Well, I don’t know if it’s optimal, but I added an approach to this situation to the personScope module I put up previously.
The place where the magic happens is Action.noMatch()
, which is where we end up when all else fails in the situation(s) described above (in the OP).
In stock adv3 Action.noMatch()
is a one-liner, just punting off to noMatchCannotSee()
on a message object. The message object is passed to notMatch()
as the first arg, the second arg being the Actor
taking the action, and the third being the text literal of the noun phrase the parser couldn’t resolve into an in-scope object.
The approach I’m using is to add additional logic to this method, more or less just expanding what I had previously already done with the personScope
module. It checked if noun phrase corresponds to an actor not currently in scope, so it can fail with something like “You see nobody named Alice here” instead of “You see no alice here”.
The complication is that if the typed noun phrase that caused the problem contains a possessive, what we’ll end up as the third arg to Action.noMatch()
isn’t the whole noun phrase, but just the noun form of the possessive adjective from it. So if the command was >X ALICE'S PEBBLE
, ExamineAction.noMatch()
will get “alice” as the noun phrase.
This is a side-effect of how possessives are parsed…basically instead of getting a single noun (“alice’s pebble”, which is what it would resolve to if there was a matching object in scope) it ends up with two nouns, “alice” and “pebble”, and the noun resolution failure ends up being handled by the first one.
As near as I can tell there’s no straightforward way to fix this by jiggling the knobs on the grammar. So what I did instead was just do something kinda like what Action.getEnteredVerbPhrase()
does to recover the originally-typed verb text. Only we keep track of both the verb and the noun phrase bits.
Having done that we check to see if the bit we got in Action.noMatch()
corresponds to a) a noun phrase in the originally-typed command, and if it is b) if it’s part of a possessive adjective. If so, we re-assemble the full noun phrase.
Separately, we do what the personScope
module already did at this point, which is to take the noun phrase that failed to resolve and see if it corresponds to a Person
not currently in scope. If it is, we get the Person
instance.
Having done both of the above, we check to see if we got both a full noun phrase from the first part and an object from the second part. If so, then we know that the phrase is something like “Alice’s pebble”—it contains the possessive form of an in-game character’s name as part of a noun phrase. If that’s true, we handle it as a special case, reporting the failure appropriately.
If we didn’t get a full noun phrase (containing a possessive adjective) but we did get an out-of-scope Person
object, then we handle that as a different special case. This is what the personScope
module was already doing.
And if neither of the above applies, we fall through and use the default behavior.

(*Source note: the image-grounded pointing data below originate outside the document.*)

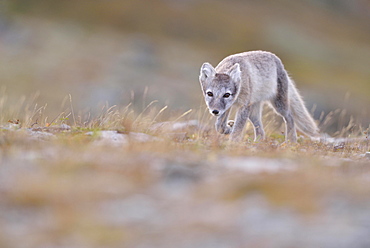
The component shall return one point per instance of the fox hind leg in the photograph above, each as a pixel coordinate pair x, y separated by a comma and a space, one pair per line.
241, 119
255, 118
221, 123
281, 105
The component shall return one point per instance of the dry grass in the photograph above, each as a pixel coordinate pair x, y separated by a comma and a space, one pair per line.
184, 188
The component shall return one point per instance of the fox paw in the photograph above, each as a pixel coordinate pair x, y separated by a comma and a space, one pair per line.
230, 123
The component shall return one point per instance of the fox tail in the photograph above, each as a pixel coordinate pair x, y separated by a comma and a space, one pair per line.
304, 121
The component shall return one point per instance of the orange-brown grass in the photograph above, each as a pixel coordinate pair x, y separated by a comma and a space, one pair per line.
71, 189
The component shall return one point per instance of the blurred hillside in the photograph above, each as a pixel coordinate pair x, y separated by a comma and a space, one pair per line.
107, 51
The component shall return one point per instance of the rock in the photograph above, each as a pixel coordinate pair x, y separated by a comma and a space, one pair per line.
112, 137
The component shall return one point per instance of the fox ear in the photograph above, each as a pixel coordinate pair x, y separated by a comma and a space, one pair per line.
235, 73
206, 71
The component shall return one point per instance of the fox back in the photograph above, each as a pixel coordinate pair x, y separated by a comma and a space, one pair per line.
247, 80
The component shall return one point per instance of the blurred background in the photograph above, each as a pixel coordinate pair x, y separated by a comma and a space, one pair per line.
117, 52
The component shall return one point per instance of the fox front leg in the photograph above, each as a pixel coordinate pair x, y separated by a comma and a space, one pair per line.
241, 119
222, 123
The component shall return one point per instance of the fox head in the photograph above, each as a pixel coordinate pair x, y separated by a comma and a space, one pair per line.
220, 89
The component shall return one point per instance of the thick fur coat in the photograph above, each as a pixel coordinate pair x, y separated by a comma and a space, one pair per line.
246, 81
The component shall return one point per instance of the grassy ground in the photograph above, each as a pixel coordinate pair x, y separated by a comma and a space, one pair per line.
69, 182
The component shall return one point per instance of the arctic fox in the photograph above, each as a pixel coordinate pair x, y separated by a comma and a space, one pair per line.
247, 80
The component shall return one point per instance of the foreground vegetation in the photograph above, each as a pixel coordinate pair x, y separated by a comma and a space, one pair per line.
148, 179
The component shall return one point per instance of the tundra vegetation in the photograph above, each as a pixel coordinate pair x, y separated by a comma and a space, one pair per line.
158, 178
78, 172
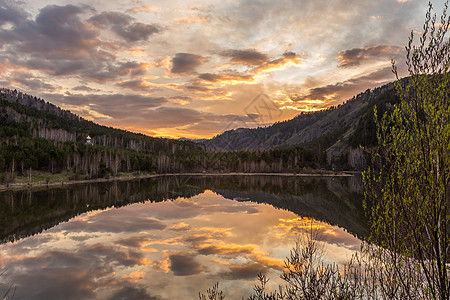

In action, with a pebble that is neither blue nor Alice’s, in a game with blue objects and a character named Alice out of scope:
Middle Room
This is the middle room. There are rooms north, south, and east of here.
You see a pebble here.
>x alice's pebble
You don't see Alice's pebble here.
>x alice
There isn't anyone named Alice here.
>x blue pebble
You see no blue pebble here.
>x blue's pebble
You see no blue here.
>x pebble
A small, round pebble.
No idea if this is going to need a bunch of further tweaking. My WIP has a bunch of cases where the player is going to be worried about what objects are (dirt-covered lump turning out to be an ancient pottery shard, or that kind of thing), who owns them (is the bloody knife Alice’s or Bob’s), and so on. Which involves a bunch of stuff that just on the ragged edge of easy to implement in T3…and whenever anything is just outside the ragged edge of easy, it turns into an all-day source dive kind of thing.